US military officials met with their Russian counterparts in New York
yesterday to reach an agreement. William Curtis, the director of the
Pentagon's year 2000 compliance office, said in an interview yesterday that
America would probably have its experts in place in Moscow by the middle
of 1999. He added that the United States is also in discussions with China,
which expressed concerns like those of the Russians. 

''We need to make sure there is no chance someone will be blindsided if the
radar screens of any country using nuclear weapons go blank,'' said Curtis.
''That is a cause for panic. You don't know whether it's an attack on your
system.''

Curtis said the Pentagon is also worried that the 2000 bug will wreak havoc
on the capacity of foreign governments to provide essential services,
threatening everything from urban power grids to water purification and
health care systems. 

He said government officials are also concerned that such a scenario would
place enormous demands on the US military to conduct humanitarian
emergency response operations abroad. Curtis said the Clinton
administration sought to persuade other countries at a major UN conference
on year 2000 compliance yesterday to intensify efforts to prepare their
computer systems. 

''We know there will be some nasty surprises,'' Curtis said. ''But we have to
walk a tightrope between provoking panic and keeping people from going to
sleep at the wheel.'' 

Increasingly alarmed by the prospects of so-called cyber- warfare against its
military defenses, Russia has proposed that the United Nations create an
international treaty controlling ''information warfare.'' 

Russian Foreign Minister Igor Ivanov wrote to UN Secretary General Kofi
Annan on Sept. 23 warning that dangers posed by information warfare ''may
be comparable to that of weapons of mass destruction.'' 

''We cannot permit the emergence of a fundamentally new area of
international confrontation, which may lead to an escalation of the arms race
based on the latest development of the scientific and technological
revolution,'' he added. 

Russian fears have been fueled in part by an October report from the Joint
Chiefs of Staff stating that American forces will use ''information operations
to support our national military strategy.''

''The Russians fear that their critical defense systems are vulnerable to
hacking by the United States and other countries,'' said Roger C. Molander,
a specialist on cyber-warfare at the Rand Corp. 

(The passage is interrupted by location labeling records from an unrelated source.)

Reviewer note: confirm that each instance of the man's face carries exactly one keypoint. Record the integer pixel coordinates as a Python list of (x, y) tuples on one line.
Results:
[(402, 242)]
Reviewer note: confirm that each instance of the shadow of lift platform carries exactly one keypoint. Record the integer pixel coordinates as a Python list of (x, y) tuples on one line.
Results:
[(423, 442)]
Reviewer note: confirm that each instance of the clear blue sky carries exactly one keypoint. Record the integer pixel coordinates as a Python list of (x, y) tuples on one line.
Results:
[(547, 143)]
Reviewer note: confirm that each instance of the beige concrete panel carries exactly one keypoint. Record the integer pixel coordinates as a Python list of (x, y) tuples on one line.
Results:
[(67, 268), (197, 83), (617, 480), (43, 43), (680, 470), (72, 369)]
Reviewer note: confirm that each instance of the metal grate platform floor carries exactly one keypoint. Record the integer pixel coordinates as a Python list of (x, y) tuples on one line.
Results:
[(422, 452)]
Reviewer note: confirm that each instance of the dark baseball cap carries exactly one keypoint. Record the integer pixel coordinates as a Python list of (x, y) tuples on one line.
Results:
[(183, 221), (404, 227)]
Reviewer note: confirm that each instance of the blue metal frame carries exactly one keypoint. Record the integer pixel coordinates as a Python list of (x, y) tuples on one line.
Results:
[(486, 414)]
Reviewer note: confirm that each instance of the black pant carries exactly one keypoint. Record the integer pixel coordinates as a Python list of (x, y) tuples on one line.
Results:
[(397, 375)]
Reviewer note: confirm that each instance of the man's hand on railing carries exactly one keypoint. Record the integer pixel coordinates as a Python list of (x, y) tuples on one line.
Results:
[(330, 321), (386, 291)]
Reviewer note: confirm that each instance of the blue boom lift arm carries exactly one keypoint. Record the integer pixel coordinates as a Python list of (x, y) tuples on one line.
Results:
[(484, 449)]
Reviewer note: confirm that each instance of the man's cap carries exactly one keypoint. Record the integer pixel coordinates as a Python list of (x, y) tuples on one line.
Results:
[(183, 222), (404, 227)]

American sources say Russia raised the issue of cyber-warfare with Vice
President Al Gore and President Clinton during their latest visits to Moscow.
The issue has also been raised in closed-door congressional briefings by the
CIA, Bennett said. On Nov. 2, the Clinton administration agreed to begin
debate in the UN General Assembly next year on ''information security.''

Although Curtis insisted that there is no chance a glitch in the computer
network that controls the more than 2,000 US nuclear missiles could
accidentally launch a missile, analysts say there is considerable uncertainty
about what will happen on Jan. 1, 2000. 

''The US system is supposed to be year 2000 compliant by the year 2000,
but we've had people tell us it won't be compliant until the year 2034,'' said
Tanya Padberg, an analyst at the British and American Information Center.
''If that is the case, what does that say about the Russian system?''

This story ran on page A02 of the Boston Globe on 12/12/98.